As political historian Heather Cox Richardson pointed out on Facebook:

"From Moby Dick's famous beginning 'Call me Ishmael' to the fear in the Harry Potter books of calling the evil Voldemort by name, invoking someone's name makes them a power to be reckoned with. In this case, a woman doing her job, insisting on reality that interrupts Trump's narrative, repeatedly demands that he use her name.

It's a powerful moment. At a time when senators and government officials appear to have ceded their power to Trump, it is ordinary Americans like Jocelyn Benson, ordinary women like Jocelyn Benson, who are standing up to him. 'Hi!' she wrote. 'I also have a name.'

Indeed she does. That's exactly what the president is afraid of."

Strong, smart and self-respecting women who don't peddle "alternative facts" are Trump's kryptonite.
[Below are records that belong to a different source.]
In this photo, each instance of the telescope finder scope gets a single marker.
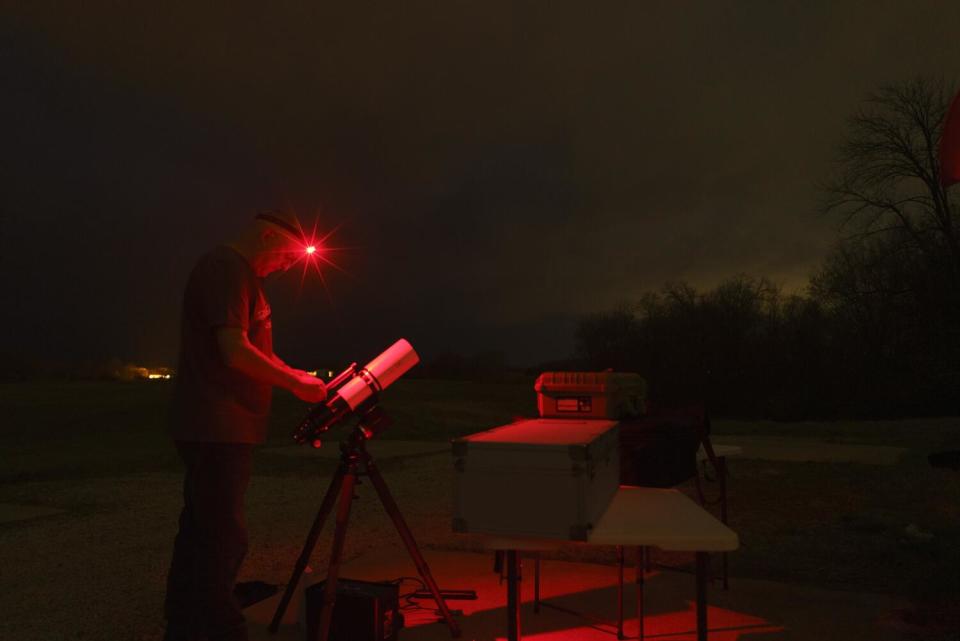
(355, 391)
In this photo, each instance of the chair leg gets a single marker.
(620, 634)
(722, 473)
(701, 596)
(641, 567)
(536, 582)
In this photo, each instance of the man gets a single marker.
(225, 377)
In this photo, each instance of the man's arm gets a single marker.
(239, 354)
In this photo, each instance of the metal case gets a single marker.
(570, 395)
(547, 478)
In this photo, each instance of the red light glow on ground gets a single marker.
(724, 625)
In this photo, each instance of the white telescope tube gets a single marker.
(379, 374)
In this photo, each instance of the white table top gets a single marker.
(663, 518)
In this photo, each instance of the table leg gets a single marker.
(641, 567)
(701, 596)
(536, 582)
(722, 473)
(513, 595)
(620, 634)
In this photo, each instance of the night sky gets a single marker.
(496, 169)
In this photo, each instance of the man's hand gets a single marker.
(308, 388)
(238, 353)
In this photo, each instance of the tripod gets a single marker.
(354, 461)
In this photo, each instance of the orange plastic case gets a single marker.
(599, 395)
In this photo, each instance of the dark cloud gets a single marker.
(497, 169)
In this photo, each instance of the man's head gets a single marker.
(274, 242)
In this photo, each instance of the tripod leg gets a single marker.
(391, 507)
(322, 629)
(325, 508)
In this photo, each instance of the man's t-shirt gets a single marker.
(213, 402)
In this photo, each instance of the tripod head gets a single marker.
(356, 393)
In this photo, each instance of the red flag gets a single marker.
(950, 145)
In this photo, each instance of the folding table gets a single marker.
(640, 517)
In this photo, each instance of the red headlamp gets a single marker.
(309, 248)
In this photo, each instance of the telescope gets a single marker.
(356, 392)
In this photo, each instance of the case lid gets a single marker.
(589, 382)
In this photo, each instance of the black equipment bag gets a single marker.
(660, 449)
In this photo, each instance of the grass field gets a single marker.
(98, 453)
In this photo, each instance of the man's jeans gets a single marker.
(210, 545)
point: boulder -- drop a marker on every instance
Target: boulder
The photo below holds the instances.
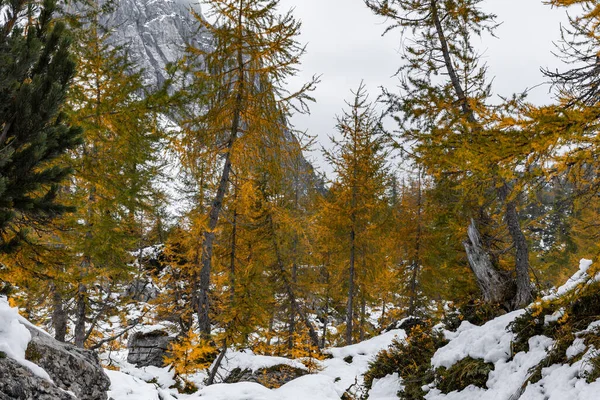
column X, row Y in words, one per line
column 19, row 383
column 72, row 369
column 407, row 324
column 141, row 290
column 148, row 348
column 272, row 377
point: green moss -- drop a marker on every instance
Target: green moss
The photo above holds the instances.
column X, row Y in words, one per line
column 32, row 353
column 410, row 359
column 558, row 355
column 468, row 371
column 594, row 372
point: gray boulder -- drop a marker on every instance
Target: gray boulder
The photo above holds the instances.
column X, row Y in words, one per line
column 71, row 368
column 148, row 349
column 19, row 383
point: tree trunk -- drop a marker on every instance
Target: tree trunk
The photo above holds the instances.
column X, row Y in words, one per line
column 363, row 316
column 350, row 302
column 314, row 336
column 217, row 203
column 412, row 307
column 493, row 284
column 80, row 315
column 523, row 296
column 218, row 361
column 233, row 250
column 59, row 315
column 325, row 322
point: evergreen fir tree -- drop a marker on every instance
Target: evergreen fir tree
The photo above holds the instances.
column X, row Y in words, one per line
column 36, row 69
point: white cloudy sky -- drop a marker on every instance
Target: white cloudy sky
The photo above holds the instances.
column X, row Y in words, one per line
column 345, row 46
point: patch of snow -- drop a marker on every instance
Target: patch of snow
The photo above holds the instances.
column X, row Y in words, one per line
column 576, row 348
column 14, row 338
column 560, row 382
column 490, row 342
column 558, row 314
column 386, row 388
column 127, row 387
column 313, row 387
column 248, row 360
column 578, row 278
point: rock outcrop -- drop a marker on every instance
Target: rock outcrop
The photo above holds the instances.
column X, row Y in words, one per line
column 272, row 377
column 148, row 349
column 19, row 383
column 72, row 369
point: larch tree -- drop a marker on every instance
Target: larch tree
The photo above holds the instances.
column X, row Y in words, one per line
column 358, row 159
column 450, row 128
column 115, row 169
column 239, row 90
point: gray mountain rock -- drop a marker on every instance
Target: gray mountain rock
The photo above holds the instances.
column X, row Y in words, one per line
column 146, row 349
column 72, row 369
column 155, row 33
column 19, row 383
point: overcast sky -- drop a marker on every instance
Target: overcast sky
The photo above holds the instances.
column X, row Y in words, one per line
column 345, row 45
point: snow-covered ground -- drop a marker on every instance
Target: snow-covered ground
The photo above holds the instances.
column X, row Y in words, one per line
column 335, row 377
column 343, row 372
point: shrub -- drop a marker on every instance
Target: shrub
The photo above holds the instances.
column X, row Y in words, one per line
column 468, row 371
column 411, row 359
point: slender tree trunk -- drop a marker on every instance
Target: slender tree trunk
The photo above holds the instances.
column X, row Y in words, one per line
column 80, row 315
column 412, row 308
column 460, row 93
column 325, row 322
column 217, row 365
column 363, row 317
column 350, row 302
column 217, row 203
column 233, row 249
column 59, row 315
column 523, row 296
column 314, row 336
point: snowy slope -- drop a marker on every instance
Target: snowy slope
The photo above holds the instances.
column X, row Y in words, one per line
column 14, row 338
column 336, row 376
column 509, row 380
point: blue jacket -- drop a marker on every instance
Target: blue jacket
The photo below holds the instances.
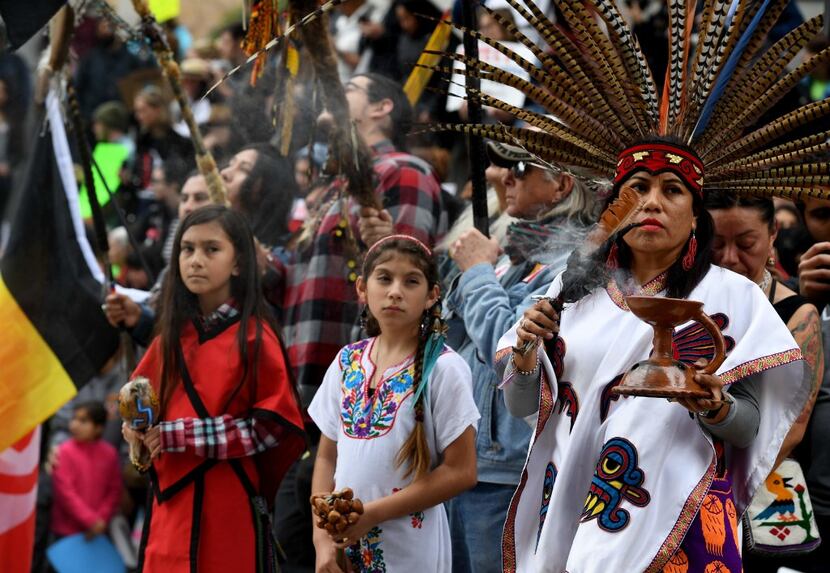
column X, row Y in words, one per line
column 483, row 303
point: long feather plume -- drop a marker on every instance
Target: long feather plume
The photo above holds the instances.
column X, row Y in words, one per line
column 729, row 67
column 633, row 57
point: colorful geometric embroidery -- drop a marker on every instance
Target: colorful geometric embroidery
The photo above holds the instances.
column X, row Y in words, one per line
column 761, row 364
column 567, row 401
column 547, row 490
column 366, row 556
column 616, row 478
column 363, row 417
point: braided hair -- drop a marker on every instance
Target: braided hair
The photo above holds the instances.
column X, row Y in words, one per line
column 414, row 453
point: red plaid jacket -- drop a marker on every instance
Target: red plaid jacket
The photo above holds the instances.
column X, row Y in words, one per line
column 317, row 293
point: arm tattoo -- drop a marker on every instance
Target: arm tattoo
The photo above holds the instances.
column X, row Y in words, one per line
column 807, row 333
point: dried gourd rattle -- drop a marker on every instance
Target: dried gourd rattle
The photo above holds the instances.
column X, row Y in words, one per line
column 139, row 408
column 336, row 512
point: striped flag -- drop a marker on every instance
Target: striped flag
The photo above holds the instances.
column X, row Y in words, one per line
column 55, row 337
column 18, row 490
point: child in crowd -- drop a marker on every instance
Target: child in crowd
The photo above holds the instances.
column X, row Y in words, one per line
column 230, row 422
column 397, row 417
column 86, row 480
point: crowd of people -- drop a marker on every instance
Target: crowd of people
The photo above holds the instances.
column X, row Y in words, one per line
column 294, row 337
He doesn't know what to do with them, other than attack them with false claims and nicknames. In the space of two tweets, Jocelyn Benson managed to not only correct the president's falsehoods, but also show that she's not going to let him play that game. It's ridiculously unfortunate that government officials have to battle lies from the president on Twitter, but since that's how he's chosen to communicate, that's where it has to happen.

Of course, Benson's office also issued official statements on the matter, because despite appearances, governance is not actually done over Twitter. The Department of State wrote:

"President Donald Trump's statement is false. The Bureau of Elections is mailing absent voter applications, not ballots. Applications are mailed nearly every election cycle by both major parties and countless advocacy and nonpartisan organizations. Just like them, we have full authority to mail applications to ensure voters know they have the right to vote safely by mail."

We need to see women standing calmly and confidently in the storm, providing factual, low-key fierce rebuttals to the blatantly false accusations that keep flying from the president's fingertips.